Cuando la guerra se volvió contra Alemania en el este, Jünger se involucró cada vez más en conversaciones con oficiales al margen del complot para matar a Hitler. Sus diarios exudan desprecio por Hitler, a quien él llama "Kniebolo", por miedo a que sus palabras caigan en las manos equivocadas. Sin embargo, estaba firmemente en contra del tiranicidio. Los conspiradores querían eliminar a Hitler antes de que los aliados invadieran desde el oeste. Jünger argumentó que el régimen escalaría a nuevos niveles de terror si mataban a Hitler.

Amargo regreso

El complot de la bomba fracasó, naturalmente, en julio de 1944 y la sed de sangre del régimen se hizo cargo.
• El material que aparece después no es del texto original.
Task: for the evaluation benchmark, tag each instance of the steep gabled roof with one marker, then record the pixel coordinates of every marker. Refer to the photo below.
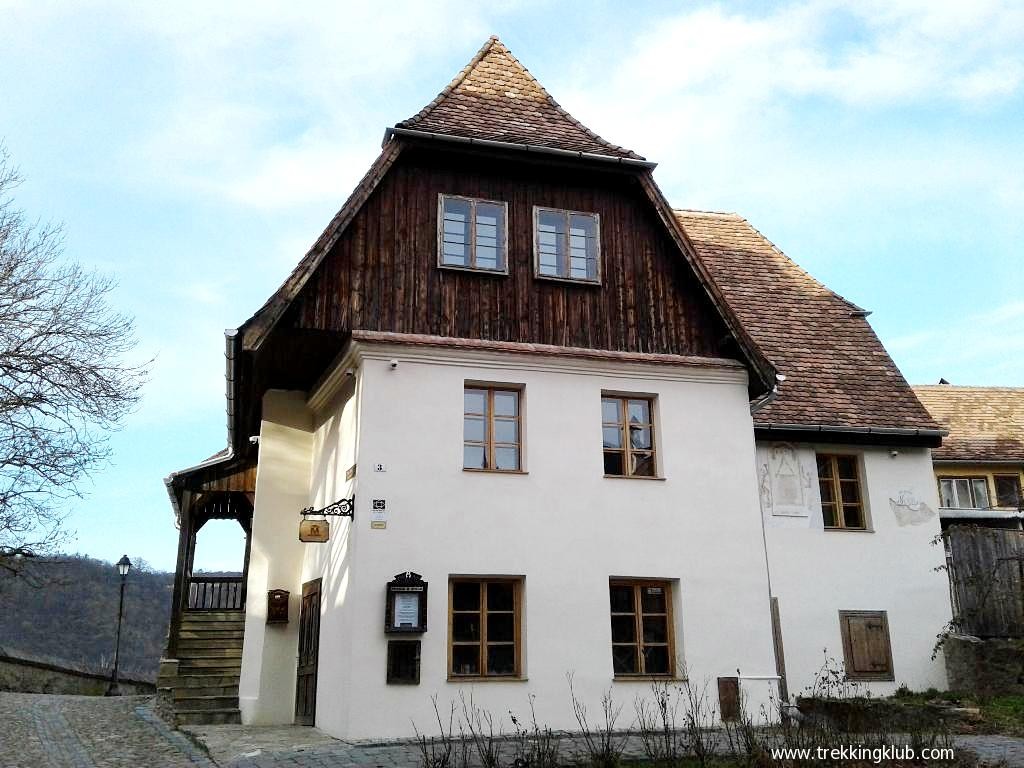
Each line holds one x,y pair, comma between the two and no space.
986,424
838,374
496,98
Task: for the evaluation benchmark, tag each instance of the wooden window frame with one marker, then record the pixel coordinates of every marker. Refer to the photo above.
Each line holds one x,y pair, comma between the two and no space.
638,613
488,442
517,589
624,428
970,477
887,675
471,236
837,488
596,281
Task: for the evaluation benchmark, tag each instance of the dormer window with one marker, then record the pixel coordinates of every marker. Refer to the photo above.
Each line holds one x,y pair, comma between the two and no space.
567,245
472,233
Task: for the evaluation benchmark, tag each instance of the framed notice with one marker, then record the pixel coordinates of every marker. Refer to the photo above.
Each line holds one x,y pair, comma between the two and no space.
406,609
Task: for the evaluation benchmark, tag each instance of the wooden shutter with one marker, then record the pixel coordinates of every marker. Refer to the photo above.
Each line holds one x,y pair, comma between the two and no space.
865,644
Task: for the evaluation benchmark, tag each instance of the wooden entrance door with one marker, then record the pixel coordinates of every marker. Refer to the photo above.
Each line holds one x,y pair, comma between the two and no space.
305,684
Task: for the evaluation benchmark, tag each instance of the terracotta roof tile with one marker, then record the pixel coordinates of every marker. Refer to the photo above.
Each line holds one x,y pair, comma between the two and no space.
837,372
986,424
496,98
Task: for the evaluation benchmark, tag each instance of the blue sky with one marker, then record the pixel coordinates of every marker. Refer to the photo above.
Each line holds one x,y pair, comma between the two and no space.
197,150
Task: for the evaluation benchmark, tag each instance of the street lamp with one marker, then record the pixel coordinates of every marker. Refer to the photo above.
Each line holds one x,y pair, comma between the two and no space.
124,565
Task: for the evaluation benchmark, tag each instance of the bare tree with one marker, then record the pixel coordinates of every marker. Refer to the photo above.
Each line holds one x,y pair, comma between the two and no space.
65,382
Jünger se vio obligado a abandonar el ejército. A diferencia de sus antiguos colegas militares parisinos, que fueron colgados en ganchos de carne, regresó a su hogar con su colección de escarabajos. Los diarios están llenos de curiosidad, el entusiasmo perdurable de un autodidacta, pero no están llenos de arrepentimiento, ni de calor. Su herida más profunda fue la pérdida de uno de sus hijos, Ernstel, quien murió en Italia en noviembre de 1944.
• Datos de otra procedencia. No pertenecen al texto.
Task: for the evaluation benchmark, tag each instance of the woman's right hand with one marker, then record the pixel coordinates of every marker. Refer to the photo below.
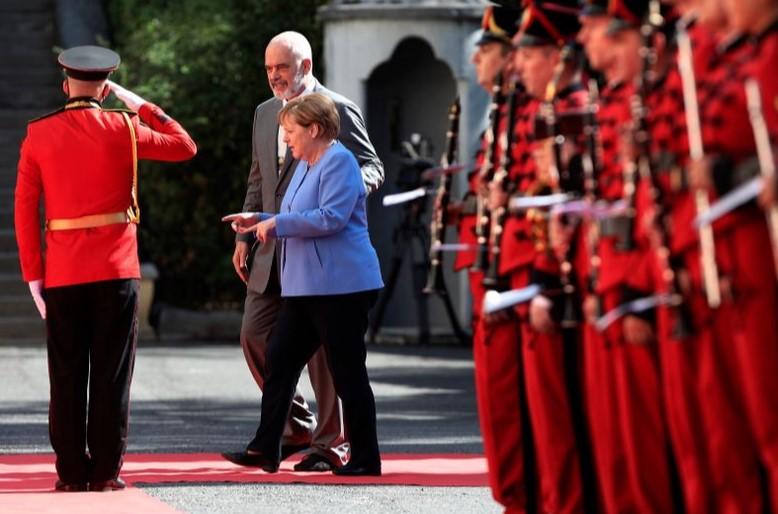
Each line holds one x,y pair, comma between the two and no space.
242,222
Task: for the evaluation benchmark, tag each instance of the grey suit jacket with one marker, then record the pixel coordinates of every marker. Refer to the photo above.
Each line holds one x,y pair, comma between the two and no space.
266,187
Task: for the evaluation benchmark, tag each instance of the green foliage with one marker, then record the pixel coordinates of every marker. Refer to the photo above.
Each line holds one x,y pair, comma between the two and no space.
201,61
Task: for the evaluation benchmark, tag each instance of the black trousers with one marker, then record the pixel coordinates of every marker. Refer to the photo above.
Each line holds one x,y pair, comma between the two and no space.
305,323
91,338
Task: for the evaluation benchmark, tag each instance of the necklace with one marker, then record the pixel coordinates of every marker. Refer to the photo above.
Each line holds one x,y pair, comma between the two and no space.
312,163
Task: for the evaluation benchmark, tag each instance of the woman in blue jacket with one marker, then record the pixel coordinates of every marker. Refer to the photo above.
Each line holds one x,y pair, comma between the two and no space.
330,277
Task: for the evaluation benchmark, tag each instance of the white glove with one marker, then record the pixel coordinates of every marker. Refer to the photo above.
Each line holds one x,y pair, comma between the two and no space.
130,99
36,290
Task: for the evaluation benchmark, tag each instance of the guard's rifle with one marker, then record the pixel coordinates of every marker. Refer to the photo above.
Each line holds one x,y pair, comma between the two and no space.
652,24
485,174
710,272
764,152
566,70
501,179
435,282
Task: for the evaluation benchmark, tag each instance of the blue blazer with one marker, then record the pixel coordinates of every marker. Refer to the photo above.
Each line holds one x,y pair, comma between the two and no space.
322,224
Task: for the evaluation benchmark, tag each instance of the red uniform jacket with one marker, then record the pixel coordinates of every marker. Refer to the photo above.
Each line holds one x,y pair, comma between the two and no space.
79,160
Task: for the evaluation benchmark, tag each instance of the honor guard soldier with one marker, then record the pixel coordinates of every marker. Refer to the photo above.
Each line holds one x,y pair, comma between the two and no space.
82,162
602,406
744,330
711,447
496,351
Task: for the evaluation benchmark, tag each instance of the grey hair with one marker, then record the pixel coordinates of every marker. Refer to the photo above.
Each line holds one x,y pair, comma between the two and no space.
296,43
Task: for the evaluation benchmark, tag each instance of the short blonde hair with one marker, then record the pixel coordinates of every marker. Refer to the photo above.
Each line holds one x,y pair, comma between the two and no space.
315,108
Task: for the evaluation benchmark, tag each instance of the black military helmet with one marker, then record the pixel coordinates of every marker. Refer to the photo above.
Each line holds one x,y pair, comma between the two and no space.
499,23
593,7
88,62
549,22
626,14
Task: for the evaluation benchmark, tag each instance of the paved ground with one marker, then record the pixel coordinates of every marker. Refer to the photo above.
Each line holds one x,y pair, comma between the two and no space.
195,398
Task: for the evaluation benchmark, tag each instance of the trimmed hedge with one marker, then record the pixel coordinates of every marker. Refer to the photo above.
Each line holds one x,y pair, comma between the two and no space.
202,61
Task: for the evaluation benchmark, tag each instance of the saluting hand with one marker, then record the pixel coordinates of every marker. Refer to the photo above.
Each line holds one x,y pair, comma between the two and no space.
130,99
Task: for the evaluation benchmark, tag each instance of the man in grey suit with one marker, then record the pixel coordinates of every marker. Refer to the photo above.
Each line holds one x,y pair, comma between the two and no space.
288,63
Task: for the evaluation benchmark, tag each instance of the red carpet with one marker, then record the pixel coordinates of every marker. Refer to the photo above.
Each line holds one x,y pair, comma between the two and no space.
35,472
27,481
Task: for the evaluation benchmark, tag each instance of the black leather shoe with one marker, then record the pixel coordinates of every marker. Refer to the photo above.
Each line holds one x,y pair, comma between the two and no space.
314,462
254,460
355,470
116,484
69,488
287,450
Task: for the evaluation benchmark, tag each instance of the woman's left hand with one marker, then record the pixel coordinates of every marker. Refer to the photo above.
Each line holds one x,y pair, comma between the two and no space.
266,229
242,222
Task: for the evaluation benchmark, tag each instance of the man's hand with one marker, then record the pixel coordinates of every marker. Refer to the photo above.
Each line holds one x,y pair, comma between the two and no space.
498,317
700,174
560,236
540,315
591,307
130,99
266,229
36,290
497,197
242,222
637,330
239,260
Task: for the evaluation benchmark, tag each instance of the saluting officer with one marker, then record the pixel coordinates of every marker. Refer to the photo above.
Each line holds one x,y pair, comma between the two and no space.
81,160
Para el escritor, fue un amargo regreso a casa; se había mantenido a una cautelosa distancia del caos de la guerra, esquivando las grandes decisiones, pero en los meses finales se vio emboscado por la emoción. Mientras los tanques americanos se abrían paso hacia su refugio rural en la Baja Sajonia, mientras los refugiados alemanes huían de los rusos, las últimas palabras de Jünger en su diario palpitan de ansiedad por su nación. "Una suerte que Ernstel no pueda ver esto", escribió, "le habría dolido demasiado". Estaba describiendo su propia tristeza, su propia preferencia por la muerte. En lugar de ello, terminó viviendo hasta una edad extremadamente avanzada.